The minimum margin is gigantic, lots of tape is wasted. Also many essential symbols are missing (badly drawn penises for example).
It seems that P-touch printers are all made of the same stuff, only the firmware and a few buttons change. The basic parts are:
- A mixed dot matrix/segment LCD
- A printing assembly consisting of a DC motor and a thermal print head
- A keyboard PCB
- A control PCB
The "R5F100MHA" MCU is a flash-based Renesas RL78/G13, which doesn't do anything spectacular except being able to become one-time-programmable with a single fuse set. Erasing, programming and readback are all disabled. Thanks !
That MCU doesn't seem very popular and its dev tools look scary (as most stuff from Japan). Why not swap the whole control PCB to allow the use of a cheap, more popular MCU and eventually add connectivity or some external memory to be able to print anything ?
- Control board: See pcb_annotated.png
- Keyboard: See keyboard.png (P-Touch E100), it's a simple scanned matrix.
- Display: Custom. BTG-12816D-TAWA-N-G-A1: BeyondTek Graphic 128x16 dots STN gray.
- Motor speed regulator: BA6220.
- Print head: Maybe Kyocera KSH64FA-STD.
- Print head driver: Maybe SII S4622A.
Each line's pixels are clocked in a 64-bit shift register, then latched. The strobe signal enables the latch output which turns on the selected heating elements, transfering ink to the label. The heaters are powered with +9V and the driver chip with +5V.
- VBAT (+9V)
- Clock, rising edge, idle high
- Data
- VCC (+3.3V)
- Latch, active low
- GND ?
- GND ?
- Strobe, active low
- GND ?
- VBAT (+9V)
Signals are 3.3V.
The E100 uses quite a high clock speed: 1.5MHz. It could go up to 5MHz if the driver is indeed a S4622A. The 64 pixels are loaded in 43us. They're latched shortly after and Strobe goes low for 4.38ms (heating time). One line cycle takes 7.12ms.
It appears that the pixels are doubled, making the resolution 32 pixels instead of 64. Maybe for saving memory, or to extend the whole device's useful lifespan in case some heating elements burn out.
The BA6620 analog chip "kicks" the motor for a quick start and regulates its speed by using more of less of the 9V supply. This makes the tape move at a constant speed whatever the battery voltage is (in a reasonable range, say 9~7V).
Since this printer doesn't do barcodes, they saved on costs and didn't give a way to the MCU to know how fast the motor is going. It simply expects it to always run at the same speed and sends lines to the print head at steady intervals.
The power button is independent from the keyboard matrix.
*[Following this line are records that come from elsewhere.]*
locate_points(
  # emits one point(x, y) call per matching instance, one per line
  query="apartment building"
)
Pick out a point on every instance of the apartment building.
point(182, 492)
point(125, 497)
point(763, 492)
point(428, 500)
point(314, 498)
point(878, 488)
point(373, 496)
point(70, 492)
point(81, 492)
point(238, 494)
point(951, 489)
It shorts a line to ground when pressed and powers up the MCU, which then keeps itself alive via a /powerdown output. It can either go to sleep mode (low power) or kill itself by setting that output low.
@Vikbez tried delaying the motor control signal to avoid wasting 10km of tape each time he needed a label, but surprisingly that made it impossible to turn on the printer. The schematics revealed that the voltage divider used by the MCU to measure battery voltage was only powered when the motor was on (to prevent it from always draining current). When the printer is turned on, the motor is powered during a very shot period, just enough to measure voltage but not enough to make it spin. Since the motor signal was delayed for longer than that period, the voltage divider wasn't being powered during measurment so the MCU thought the batteries were dead: it instantly turned off.